Marc Weber Tobias is one of the most well informed people in the area of locks on this planet. These are not just my words; the proof is in his book Locks, safes and security (in some circles referred to as ‘the lock-opening bible’). And he is continuously traveling the globe to keep his book updated with the latest innovations, technology, and opening techniques.

Over the years he developed a huge network and knows ‘everybody’ in the lock universe. From government agencies to lock manufacturers, many talk to him. If that were not enough, he is, in my view, a person that can analyze bypass techniques and combine them to create new and unique methods of attack, based upon his many years of experience. And that is precisely what this book is about: being creative and exploring new and uncharted territory.

Tobias Bluzmanis, his co-author, is responsible for many clever discoveries as well.  Working as a locksmith, he developed a great analytical view about locks. He is also a highly skilled toolmaker, ace lock picker, and determined problem solver.

As a team, Marc Tobias and Tobias Bluzmanis had to solve many complex problems before reaching their ultimate goal: cracking the cylinders of America’s predominant high security lock manufacturer: Medeco.

As you will read in their detailed and precise book, they developed multiple bypass methods to virtually destroy the security of the famed Biaxial and latest generation, the m3. They demonstrate how to open these locks, sometimes in seconds, when their techniques are applied by even moderately skilled technicians. Again and again they invented different methods to bump, pick, decode, and bypass the multiple security layers that make Medeco the number one selling lock in the United States. Medeco is also sold in England and France and in many other countries, because their cylinders were believed to be one of the most secure and well-respected in the world.
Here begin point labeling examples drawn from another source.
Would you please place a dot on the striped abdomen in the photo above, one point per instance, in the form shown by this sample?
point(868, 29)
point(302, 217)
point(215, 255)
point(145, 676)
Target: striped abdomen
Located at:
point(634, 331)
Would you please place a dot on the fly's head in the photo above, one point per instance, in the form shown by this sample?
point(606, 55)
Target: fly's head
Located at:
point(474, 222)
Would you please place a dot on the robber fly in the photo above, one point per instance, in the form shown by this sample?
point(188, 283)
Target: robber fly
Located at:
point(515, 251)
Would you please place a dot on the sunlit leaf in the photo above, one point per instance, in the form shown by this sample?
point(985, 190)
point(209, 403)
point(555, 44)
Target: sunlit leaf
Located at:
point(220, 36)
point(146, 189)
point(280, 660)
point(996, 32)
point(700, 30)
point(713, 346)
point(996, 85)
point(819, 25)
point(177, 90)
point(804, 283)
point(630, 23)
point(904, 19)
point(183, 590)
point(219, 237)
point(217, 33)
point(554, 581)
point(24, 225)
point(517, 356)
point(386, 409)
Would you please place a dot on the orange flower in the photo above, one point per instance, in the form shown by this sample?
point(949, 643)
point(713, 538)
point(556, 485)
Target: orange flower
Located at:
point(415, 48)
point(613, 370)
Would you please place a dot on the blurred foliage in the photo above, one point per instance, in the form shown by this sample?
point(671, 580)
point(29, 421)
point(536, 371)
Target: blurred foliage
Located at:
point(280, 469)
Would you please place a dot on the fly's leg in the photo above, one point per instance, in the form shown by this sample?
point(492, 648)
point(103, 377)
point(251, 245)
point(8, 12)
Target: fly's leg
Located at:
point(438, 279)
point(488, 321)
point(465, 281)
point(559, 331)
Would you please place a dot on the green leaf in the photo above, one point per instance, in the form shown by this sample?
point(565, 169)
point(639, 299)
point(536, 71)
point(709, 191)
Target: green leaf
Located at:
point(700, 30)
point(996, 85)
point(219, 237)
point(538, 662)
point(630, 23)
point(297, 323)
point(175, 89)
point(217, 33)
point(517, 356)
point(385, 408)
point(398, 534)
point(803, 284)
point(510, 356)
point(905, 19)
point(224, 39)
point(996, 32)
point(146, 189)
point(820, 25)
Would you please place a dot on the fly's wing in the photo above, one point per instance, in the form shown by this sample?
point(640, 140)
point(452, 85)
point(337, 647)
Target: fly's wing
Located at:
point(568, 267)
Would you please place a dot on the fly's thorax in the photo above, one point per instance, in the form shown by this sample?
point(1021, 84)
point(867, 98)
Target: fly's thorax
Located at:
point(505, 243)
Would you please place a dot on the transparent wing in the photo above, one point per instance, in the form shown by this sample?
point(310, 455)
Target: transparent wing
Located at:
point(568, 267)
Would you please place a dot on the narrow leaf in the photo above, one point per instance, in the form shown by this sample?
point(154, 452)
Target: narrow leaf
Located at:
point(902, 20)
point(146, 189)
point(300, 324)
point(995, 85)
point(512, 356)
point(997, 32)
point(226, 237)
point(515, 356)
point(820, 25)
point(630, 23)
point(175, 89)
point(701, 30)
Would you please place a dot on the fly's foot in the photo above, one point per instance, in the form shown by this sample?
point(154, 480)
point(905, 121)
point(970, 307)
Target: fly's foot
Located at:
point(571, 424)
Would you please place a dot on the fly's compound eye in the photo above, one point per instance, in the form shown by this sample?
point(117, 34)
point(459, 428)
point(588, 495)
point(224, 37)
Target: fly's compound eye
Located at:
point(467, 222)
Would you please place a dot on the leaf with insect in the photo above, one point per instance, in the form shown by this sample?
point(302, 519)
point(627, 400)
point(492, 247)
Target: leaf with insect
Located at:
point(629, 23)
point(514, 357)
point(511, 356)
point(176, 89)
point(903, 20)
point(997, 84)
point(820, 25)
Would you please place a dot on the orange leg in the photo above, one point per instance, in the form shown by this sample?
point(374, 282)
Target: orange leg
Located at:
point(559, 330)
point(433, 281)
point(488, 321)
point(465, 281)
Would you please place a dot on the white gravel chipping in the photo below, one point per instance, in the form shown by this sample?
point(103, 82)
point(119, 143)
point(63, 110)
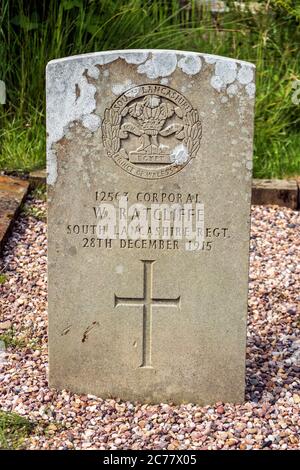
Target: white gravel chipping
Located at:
point(270, 416)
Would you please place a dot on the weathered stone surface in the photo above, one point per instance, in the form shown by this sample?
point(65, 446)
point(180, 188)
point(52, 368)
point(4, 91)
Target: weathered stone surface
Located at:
point(149, 319)
point(275, 192)
point(38, 177)
point(12, 193)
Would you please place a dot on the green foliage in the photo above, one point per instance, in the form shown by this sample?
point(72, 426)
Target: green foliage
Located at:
point(32, 33)
point(13, 430)
point(10, 339)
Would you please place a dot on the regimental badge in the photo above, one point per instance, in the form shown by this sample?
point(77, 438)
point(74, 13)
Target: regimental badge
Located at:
point(151, 131)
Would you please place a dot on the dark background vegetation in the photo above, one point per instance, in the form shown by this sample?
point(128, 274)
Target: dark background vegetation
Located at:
point(266, 33)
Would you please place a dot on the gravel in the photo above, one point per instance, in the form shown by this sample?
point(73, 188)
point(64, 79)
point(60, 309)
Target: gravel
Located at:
point(268, 419)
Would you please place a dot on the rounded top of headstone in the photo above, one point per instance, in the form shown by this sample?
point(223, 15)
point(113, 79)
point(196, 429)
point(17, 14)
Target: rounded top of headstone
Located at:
point(141, 56)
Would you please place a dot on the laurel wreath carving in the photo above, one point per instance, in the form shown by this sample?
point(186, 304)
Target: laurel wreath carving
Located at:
point(191, 133)
point(111, 127)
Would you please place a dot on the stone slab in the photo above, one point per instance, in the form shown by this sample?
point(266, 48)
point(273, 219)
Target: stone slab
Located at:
point(38, 177)
point(149, 319)
point(12, 193)
point(275, 192)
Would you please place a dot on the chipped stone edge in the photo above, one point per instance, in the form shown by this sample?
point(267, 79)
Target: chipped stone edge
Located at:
point(211, 58)
point(153, 67)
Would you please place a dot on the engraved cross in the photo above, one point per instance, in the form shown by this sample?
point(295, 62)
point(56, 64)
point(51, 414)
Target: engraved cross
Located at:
point(147, 302)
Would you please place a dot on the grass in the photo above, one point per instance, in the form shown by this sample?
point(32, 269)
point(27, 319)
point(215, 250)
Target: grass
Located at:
point(32, 33)
point(10, 340)
point(13, 430)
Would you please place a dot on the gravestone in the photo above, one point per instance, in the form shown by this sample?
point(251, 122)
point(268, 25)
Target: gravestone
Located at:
point(149, 185)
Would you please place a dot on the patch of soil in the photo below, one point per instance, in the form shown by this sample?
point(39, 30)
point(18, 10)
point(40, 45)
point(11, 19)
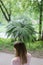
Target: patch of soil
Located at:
point(38, 54)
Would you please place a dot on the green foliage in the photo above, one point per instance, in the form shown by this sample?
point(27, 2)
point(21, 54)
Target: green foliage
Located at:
point(21, 29)
point(7, 44)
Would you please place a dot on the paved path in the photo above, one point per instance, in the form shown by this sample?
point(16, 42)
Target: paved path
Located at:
point(5, 59)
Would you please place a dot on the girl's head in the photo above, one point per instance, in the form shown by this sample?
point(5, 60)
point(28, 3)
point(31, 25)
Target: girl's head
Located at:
point(21, 51)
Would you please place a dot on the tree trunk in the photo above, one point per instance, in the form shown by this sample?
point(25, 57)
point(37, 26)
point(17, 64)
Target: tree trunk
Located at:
point(40, 21)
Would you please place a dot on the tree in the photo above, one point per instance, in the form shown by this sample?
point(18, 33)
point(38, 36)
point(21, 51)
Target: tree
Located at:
point(6, 14)
point(21, 29)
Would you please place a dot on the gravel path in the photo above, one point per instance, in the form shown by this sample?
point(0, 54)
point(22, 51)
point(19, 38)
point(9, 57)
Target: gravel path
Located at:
point(5, 59)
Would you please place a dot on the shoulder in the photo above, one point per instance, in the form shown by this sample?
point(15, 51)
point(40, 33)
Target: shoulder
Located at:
point(15, 61)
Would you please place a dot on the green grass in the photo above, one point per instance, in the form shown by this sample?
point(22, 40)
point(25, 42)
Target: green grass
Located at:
point(7, 44)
While personally observing these different attack techniques, I sometimes asked myself: is it a fair contest against Medeco? I almost felt sorry for the company, being the subject of attack by such bypass specialists as Marc Tobias and Toby’ Bluzmanis. But then I remembered that Medeco, like many other companies, advertise their products as safe, and offer their certifications by Underwriters Laboratories and others to prove it. So, in the end, the locks should be secure against attack by anyone, at least for a minimum certified period of time, and against many different forms of forced and covert entry. Medeco has been the target of thousands of professionals during the 40 years of their existence, so they pay the price for being the best. They are, as Marc Tobias wrote, the ultimate prize.

To Medeco’s credit, it is my fair belief that no mechanical lock on the market can withstand sophisticated attacks. What happened to Medeco could have happened (in my opinion) to any mechanical lock company. I would say that almost all mechanical locks have a vulnerability that will be realized sooner or later. Yet the discoveries of Marc Tobias and Tobias Bluzmanis are truly very clever, layered, and complex. I do not think many people on this planet could have put all of the unconnected pieces together in the way that Marc and Toby managed to do in order to crack these locks.

And now what?

When Marc and Toby were writing this book, I had long discussions about it with my good friend and colleague Han Fey. We tried to predict how and where this story would end, but never came to any real conclusion. The best we could do was to compare the information in this book to a stick of dynamite. A stick that could blow up in the authors hands, in mid-air, or in the lock manufacturer’s boardroom. Or maybe it will not blow up at all, and not much will happen. Only time will tell. It is my hope that this book will cause many lock manufacturers to re-evaluate their concepts of security and how their locks perform in the “real world” against determined attacks. If that occurs, then everybody wins.

But you have been warned: what you are about to read is pretty explosive!